Christine is 38 and earns $70,000 per year running her own business. She holds $70,000 in investment accounts, has another $16,000 in savings, bought a condo with 20 percent down, and has no debt. What can she do to fast-track her path to financial independence?
Amy is unsure whether she should pay off her mortgage, downsize to a smaller home, or invest.
Katherine is 23 and househacking into a duplex. How much should she set aside for cash reserves?
Miriam started a podcast and wants to know how to morph a passion into a lucrative income stream.
Nick wonders if the FIRE movement should plan an annual gathering … you know, like a FIRE Festival. (But not like the Fyre Festival.)
I tackle these six questions in today’s episode.
Here are the details:
Christine asks:
I’m 38, I just bought my first home (a condo) at $141,000. I put 20% down, so no PMI, and I have no outstanding debt besides this mortgage. I have $70,000 in retirement savings: $35,000 in a Roth IRA and $35,000 in a brokerage account. I have $13,000 in savings and $3,000 in an emergency fund in liquid cash. I’m self-employed and make approximately $70,000 a year.
I feel like my assets might be a little bit all over the place, and because I started saving so much later in life, I feel like I have a lot of catching up to do. What advice would you give to put me in the best position to become FI? At this point, retirement seems like a dream.
Amy asks:
My husband and I have recently started our journey to financial independence. We would love your opinion on our situation.
We’ve been in our house for a little over a year, we owe about $350,000 on it, and we bring home about $12,000/month after taxes. We don’t have any other debt except for our vehicles, which we’re hoping to crush within the next couple of years, and our mortgage payment is about $2,300/month.
I’m not sure if it would be better to:
- Pay down extra on our mortgage
- Plan to sell our home in a few years and downsize
- Pay extra on our mortgage while also contributing more toward the stock market
What do you think?
Nick asks:
I was watching the FIRE documentary on Netflix and I had an idea: it would be really cool to have a FIRE festival, where everyone in the FIRE community could meet up once a year. Is there something like that already in existence?
Miriam asks:
My husband and I are in our early 30s, we have three young kids, and we work full-time. We’re new to the FIRE movement but we’re on the bandwagon and just getting started.
My husband is going down the real estate path – he and his partner are very excited about that business venture.

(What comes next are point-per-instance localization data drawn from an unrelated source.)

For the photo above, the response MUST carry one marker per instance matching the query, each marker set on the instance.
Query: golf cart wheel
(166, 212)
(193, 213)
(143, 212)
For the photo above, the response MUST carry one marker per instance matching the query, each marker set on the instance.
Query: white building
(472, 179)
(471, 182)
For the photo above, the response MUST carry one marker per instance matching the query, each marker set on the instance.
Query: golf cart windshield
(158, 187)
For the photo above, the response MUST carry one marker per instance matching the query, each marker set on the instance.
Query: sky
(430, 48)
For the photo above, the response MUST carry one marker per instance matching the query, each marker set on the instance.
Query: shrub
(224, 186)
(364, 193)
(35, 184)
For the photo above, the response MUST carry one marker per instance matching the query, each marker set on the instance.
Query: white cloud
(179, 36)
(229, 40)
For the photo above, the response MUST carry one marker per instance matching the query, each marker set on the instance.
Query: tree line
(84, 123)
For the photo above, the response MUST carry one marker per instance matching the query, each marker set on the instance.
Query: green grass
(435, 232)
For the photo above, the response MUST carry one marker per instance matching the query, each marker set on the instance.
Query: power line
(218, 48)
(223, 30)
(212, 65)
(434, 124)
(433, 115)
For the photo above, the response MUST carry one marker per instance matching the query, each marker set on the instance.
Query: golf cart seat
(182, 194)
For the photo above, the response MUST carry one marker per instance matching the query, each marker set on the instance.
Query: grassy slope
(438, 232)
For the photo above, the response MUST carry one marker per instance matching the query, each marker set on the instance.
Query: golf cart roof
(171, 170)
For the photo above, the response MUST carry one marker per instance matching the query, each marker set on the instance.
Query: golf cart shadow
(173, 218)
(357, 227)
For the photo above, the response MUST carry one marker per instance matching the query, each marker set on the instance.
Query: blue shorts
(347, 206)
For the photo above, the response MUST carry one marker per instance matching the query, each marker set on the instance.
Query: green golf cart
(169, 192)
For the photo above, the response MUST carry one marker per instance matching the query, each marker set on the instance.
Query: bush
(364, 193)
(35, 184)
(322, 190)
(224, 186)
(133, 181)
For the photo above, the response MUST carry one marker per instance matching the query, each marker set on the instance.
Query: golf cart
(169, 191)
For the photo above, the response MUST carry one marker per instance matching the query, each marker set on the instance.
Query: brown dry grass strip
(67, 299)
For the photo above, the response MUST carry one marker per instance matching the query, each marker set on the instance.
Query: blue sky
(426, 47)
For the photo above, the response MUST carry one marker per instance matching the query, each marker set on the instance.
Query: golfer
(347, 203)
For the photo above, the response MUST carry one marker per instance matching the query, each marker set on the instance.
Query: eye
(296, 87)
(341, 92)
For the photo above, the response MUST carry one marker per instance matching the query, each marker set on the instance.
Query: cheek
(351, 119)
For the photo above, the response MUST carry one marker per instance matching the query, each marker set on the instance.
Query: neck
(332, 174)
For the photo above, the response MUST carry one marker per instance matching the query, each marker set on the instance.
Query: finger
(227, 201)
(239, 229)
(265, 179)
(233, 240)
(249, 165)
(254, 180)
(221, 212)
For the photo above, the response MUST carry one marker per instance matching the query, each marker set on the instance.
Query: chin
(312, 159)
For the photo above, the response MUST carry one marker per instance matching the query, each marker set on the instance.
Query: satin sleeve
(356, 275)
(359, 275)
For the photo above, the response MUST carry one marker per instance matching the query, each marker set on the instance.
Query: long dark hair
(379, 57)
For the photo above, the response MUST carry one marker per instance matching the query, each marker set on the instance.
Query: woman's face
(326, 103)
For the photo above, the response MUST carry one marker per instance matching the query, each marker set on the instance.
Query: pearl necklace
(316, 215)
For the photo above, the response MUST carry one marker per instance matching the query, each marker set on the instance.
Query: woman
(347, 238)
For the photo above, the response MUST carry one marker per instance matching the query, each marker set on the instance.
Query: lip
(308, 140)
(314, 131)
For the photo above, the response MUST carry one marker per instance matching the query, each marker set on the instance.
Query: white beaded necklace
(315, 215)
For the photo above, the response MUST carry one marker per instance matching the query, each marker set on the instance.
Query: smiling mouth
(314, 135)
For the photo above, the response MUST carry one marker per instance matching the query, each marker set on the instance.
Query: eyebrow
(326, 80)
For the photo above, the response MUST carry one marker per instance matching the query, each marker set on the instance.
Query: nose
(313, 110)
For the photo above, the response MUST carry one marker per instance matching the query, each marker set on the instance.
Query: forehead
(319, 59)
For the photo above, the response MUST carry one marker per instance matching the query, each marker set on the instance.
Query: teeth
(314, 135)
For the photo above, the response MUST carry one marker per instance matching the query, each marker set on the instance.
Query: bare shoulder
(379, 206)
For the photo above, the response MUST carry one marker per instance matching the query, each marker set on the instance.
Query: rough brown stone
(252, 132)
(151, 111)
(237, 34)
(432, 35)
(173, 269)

I’m not, though – I have my own side passions and I don’t have any kind of business background, so I’m not sure where to go next.
After a life-changing illness last year, I knew I wanted to focus on mental and spiritual wellness, so I started a podcast. But I want to make sure that what I love doing (the podcast and coaching others) is eventually going to support me financially. I want to plan wisely for the future of my podcast and business, so my questions are:
- When and how do you make the first steps of taking your passion and turning it into something lucrative?

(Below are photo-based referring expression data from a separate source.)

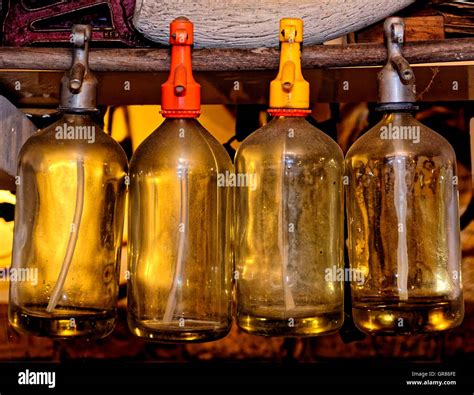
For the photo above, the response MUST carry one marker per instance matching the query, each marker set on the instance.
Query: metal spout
(396, 80)
(79, 85)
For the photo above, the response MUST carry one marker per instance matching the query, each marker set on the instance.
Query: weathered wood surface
(421, 28)
(316, 56)
(250, 23)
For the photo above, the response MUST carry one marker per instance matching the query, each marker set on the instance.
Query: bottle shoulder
(411, 139)
(297, 136)
(55, 141)
(178, 140)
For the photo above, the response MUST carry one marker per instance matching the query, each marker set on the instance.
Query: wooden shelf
(30, 77)
(317, 56)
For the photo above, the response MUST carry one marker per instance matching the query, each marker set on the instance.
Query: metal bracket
(397, 79)
(79, 85)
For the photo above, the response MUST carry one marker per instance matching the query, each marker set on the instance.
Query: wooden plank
(40, 89)
(250, 23)
(429, 27)
(317, 56)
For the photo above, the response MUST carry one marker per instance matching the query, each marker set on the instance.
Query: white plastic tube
(182, 235)
(283, 235)
(72, 241)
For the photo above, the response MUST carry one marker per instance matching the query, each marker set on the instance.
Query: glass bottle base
(298, 325)
(192, 331)
(419, 316)
(64, 323)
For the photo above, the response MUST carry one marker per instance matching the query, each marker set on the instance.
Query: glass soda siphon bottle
(402, 213)
(69, 217)
(180, 262)
(289, 223)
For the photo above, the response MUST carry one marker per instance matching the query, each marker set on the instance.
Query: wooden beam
(317, 56)
(349, 84)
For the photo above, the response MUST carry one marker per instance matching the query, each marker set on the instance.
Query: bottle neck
(397, 116)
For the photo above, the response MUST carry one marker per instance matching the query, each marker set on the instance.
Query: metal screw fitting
(79, 85)
(396, 80)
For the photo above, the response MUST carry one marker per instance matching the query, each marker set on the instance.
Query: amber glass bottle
(289, 219)
(69, 218)
(180, 263)
(402, 211)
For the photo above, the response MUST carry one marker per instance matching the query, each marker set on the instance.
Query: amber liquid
(404, 239)
(289, 231)
(189, 330)
(179, 247)
(393, 317)
(65, 323)
(298, 322)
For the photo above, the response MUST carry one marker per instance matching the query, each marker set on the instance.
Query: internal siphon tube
(182, 234)
(73, 235)
(400, 202)
(283, 234)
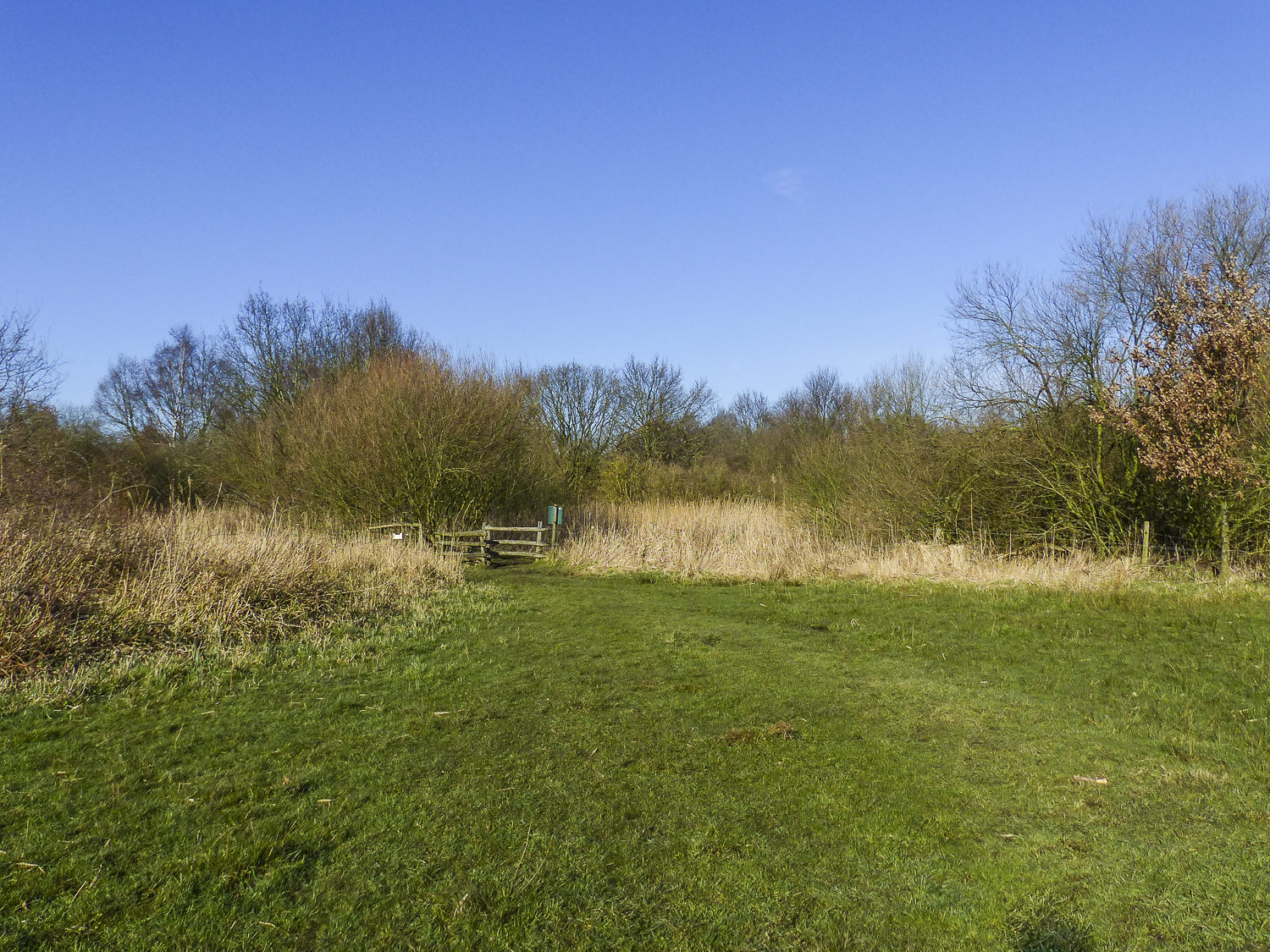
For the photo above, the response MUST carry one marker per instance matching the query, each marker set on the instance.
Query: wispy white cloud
(787, 183)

- What tips do you have for a new podcaster like myself?
Alex asks:
I’m 27 and recently purchased my second home. I currently make $120,000/year at my job and have no debt other than these two properties. I also have a business which pulls in $4,000/month. I invest 10% of my income to my 401(k) and my company matches $6,000/year. I also max out my Roth IRA, and I invest $1,000/mo to an individual account through Fidelity just because. My living expenses are basically $400/mo because I househack.
How else would you allocate the additional income that I’m seeing for the first time?
Katherine asks:
I’m 23 and I just had an offer accepted on my first duplex that I’ll be househacking.
My question is about the savings you keep specifically for rental properties. Do you have separate buckets for repairs and maintenance, vacancies, and capex? On the blog, I see that you recommend having at least six, but preferably eight to ten months of mortgage payments set aside. Is that just a hedge against vacancies, or for everything?
If you have more than one bucket for all of those things, how many buckets do you have, and do you consider these buckets to be fully funded? Or are they never fully funded, and you just put in $X or X% of rent per month in perpetuity and take money out as required?
Assuming there are no issues found in the inspection and I close on the property, my plan is to pay the market rate for rent for the side I’ll be living in out of my W2 income, including the amount that would normally be considered profit, and shovel all of it into beefing up the savings account for the house…but at what point can I stop saving?